Undergraduate Course Descriptions
Find a Course
Black Journalism in/and Philadelphia
- Spring 2024
What is the “Black” in Black journalism? How do questions about “Blackness” complicate how we think about and study journalism globally, locally, and especially in the city in which we live? This course provides: 1) an overview of theories about journalism’s relationship to race; 2) varied perspectives on how Black journalists have thought about and practiced journalism in their specific social and political contexts; 3) an opportunity to consider what this all means for Black journalists and for journalism in Philadelphia. The course is ideal for students who want to be more critical news consumers and/or media makers and provides opportunities to learn about diverse approaches to journalistic practice that center Black media makers and audiences. In addition to weekly analysis of relevant scholarship, news, and popular materials, we will engage with local journalists and news media institutions throughout the semester. For their final assignment, students will be able to choose between submitting a paper or a multimedia project.

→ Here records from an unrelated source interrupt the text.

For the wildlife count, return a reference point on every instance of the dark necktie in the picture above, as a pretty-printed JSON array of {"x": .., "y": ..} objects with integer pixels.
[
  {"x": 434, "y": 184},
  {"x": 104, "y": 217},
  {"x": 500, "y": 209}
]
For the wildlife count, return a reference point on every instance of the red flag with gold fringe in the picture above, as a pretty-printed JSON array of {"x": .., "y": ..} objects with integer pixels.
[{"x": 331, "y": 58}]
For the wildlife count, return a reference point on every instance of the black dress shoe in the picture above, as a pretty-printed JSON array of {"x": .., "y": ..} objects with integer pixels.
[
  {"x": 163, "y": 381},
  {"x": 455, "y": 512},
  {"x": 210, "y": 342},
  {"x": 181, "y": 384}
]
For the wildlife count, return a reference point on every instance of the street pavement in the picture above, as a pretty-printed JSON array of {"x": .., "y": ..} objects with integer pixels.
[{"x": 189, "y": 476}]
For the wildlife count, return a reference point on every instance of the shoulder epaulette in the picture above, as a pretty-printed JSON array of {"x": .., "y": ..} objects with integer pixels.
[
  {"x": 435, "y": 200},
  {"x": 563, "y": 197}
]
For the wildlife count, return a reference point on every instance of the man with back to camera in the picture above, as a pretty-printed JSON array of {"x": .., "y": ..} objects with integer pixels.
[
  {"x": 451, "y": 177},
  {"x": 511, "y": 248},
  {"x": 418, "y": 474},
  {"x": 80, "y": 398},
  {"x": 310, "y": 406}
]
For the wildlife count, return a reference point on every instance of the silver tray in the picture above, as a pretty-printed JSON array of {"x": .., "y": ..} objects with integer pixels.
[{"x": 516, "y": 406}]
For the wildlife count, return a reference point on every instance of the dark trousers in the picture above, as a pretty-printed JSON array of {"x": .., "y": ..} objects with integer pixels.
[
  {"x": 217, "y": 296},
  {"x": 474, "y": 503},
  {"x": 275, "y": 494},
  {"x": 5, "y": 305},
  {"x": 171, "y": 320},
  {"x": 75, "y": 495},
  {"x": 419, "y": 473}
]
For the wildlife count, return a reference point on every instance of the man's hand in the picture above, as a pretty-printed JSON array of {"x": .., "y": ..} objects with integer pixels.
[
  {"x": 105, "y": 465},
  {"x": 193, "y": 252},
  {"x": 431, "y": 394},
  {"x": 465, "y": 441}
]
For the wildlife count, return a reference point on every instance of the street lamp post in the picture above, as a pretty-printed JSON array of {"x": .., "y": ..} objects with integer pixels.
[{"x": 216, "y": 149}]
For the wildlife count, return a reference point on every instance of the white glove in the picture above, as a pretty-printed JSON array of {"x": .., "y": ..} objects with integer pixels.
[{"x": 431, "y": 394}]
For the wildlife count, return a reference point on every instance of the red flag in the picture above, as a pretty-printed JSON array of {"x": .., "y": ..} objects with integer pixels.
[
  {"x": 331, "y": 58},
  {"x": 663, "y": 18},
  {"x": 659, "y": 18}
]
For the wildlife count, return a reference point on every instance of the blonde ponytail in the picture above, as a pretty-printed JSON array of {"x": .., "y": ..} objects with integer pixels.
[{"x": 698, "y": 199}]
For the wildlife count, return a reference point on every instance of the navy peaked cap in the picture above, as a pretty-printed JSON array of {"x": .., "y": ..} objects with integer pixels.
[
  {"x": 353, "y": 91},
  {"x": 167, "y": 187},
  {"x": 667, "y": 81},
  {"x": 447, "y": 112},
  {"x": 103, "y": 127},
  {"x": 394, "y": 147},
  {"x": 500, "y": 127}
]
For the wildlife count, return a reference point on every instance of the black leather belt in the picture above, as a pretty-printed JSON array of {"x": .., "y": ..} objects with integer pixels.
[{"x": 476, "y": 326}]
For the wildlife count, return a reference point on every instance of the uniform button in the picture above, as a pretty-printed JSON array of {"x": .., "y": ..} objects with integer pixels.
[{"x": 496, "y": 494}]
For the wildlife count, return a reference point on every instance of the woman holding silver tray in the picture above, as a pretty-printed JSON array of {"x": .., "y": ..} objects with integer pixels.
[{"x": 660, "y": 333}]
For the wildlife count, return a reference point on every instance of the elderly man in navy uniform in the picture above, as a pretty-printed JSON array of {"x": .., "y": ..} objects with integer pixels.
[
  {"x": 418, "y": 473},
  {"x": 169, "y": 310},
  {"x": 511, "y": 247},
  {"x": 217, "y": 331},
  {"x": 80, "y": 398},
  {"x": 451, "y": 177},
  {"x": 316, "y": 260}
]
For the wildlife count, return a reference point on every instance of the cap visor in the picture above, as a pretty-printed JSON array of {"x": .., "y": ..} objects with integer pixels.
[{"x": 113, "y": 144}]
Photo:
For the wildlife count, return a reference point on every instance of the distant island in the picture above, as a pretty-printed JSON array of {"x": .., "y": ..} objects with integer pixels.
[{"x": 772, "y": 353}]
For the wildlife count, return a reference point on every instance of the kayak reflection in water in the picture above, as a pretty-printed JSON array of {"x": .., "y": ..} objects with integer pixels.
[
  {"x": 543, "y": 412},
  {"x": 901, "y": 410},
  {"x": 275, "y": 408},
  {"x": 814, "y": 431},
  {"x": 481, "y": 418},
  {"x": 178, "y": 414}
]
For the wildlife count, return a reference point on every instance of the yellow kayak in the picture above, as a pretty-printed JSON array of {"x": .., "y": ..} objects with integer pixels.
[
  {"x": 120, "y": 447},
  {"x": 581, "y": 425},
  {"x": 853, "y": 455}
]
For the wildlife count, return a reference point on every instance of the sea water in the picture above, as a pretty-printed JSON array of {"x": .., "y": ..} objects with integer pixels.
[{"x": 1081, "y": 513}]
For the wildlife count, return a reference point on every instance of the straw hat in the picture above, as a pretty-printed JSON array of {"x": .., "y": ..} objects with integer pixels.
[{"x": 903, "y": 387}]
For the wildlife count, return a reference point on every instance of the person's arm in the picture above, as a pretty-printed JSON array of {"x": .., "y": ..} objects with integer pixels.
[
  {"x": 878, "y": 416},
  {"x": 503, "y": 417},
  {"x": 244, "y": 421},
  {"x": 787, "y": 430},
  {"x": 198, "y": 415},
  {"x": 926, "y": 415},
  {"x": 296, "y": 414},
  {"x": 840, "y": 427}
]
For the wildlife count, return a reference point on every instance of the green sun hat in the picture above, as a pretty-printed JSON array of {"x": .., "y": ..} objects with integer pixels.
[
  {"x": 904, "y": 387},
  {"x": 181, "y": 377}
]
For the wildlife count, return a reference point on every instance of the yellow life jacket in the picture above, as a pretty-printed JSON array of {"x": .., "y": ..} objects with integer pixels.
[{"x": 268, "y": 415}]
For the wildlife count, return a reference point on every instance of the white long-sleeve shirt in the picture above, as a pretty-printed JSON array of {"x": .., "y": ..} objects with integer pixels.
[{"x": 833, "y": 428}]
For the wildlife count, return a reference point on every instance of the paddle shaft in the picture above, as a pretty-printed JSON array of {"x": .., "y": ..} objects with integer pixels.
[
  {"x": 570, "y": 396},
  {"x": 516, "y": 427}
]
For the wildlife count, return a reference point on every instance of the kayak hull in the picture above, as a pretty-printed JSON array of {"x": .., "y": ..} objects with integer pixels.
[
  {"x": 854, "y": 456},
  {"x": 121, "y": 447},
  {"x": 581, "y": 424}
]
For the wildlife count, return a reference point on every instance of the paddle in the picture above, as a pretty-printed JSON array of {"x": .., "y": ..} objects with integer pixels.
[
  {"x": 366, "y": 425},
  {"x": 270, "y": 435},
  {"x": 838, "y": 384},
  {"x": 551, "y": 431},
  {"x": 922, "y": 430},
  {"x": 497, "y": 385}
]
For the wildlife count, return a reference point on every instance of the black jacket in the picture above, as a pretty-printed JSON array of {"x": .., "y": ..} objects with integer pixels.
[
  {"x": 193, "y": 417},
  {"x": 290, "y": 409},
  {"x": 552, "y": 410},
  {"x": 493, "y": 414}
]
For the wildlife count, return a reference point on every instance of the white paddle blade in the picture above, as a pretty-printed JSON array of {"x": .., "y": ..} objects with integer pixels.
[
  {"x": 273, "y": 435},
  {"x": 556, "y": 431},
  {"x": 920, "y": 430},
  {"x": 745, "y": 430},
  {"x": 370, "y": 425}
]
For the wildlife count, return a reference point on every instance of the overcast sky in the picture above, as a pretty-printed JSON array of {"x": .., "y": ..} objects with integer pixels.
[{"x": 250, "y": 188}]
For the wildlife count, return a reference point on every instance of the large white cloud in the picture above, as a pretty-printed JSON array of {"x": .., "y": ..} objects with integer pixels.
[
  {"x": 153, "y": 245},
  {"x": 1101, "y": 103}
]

When we move through urban spaces, we are always both “reading” and “writing" the city. We read the built environment and the social uses of space within it, decoding messages about where and how to move, about who or what is (un)welcome and (un)valued, about historical trajectories and future possibilities, and about identity and power. A multitude of actors co-write the city and its messages, from powerful players like municipal governments, corporations, and cultural institutions to grassroots organizations, residents, and visitors, and onward to platforms, algorithms, and global flows of capital, goods, and ideas. This course invites students to 1) explore the practices and organizations that communicate about and through cities (e.g. city diplomacy and city branding, urban planning and place-making, sports and mega-events, local journalism, community organizing); 2) interrogate how the urban built environment itself communicates (e.g. through architecture, (in)accessible design, signage and murals, the aesthetics of gentrification); and 3) examine how communication networks shape city life (e.g. platform urbanism, smart city tech, policing and surveillance). Power, inequality, and the opportunities for challenging them will be core themes throughout. We will study key theories for thinking critically about cities and for imagining more just urban futures. And we will learn from the practical, timely insights and experiences of guest speakers from Philadelphia and beyond.
Introduction to Political Communication
- Fall 2024
- Fall 2023
This course is an introduction to the field of political communication and conceptual approaches to analyzing communication in various forms, including advertising, speech making, campaign debates, and candidates' and office-holders' uses of social media and efforts to frame news. The focus of this course is on the interplay in the U.S. between media and politics. The course includes a history of campaign practices from the 1952 presidential contest through the election of 2020.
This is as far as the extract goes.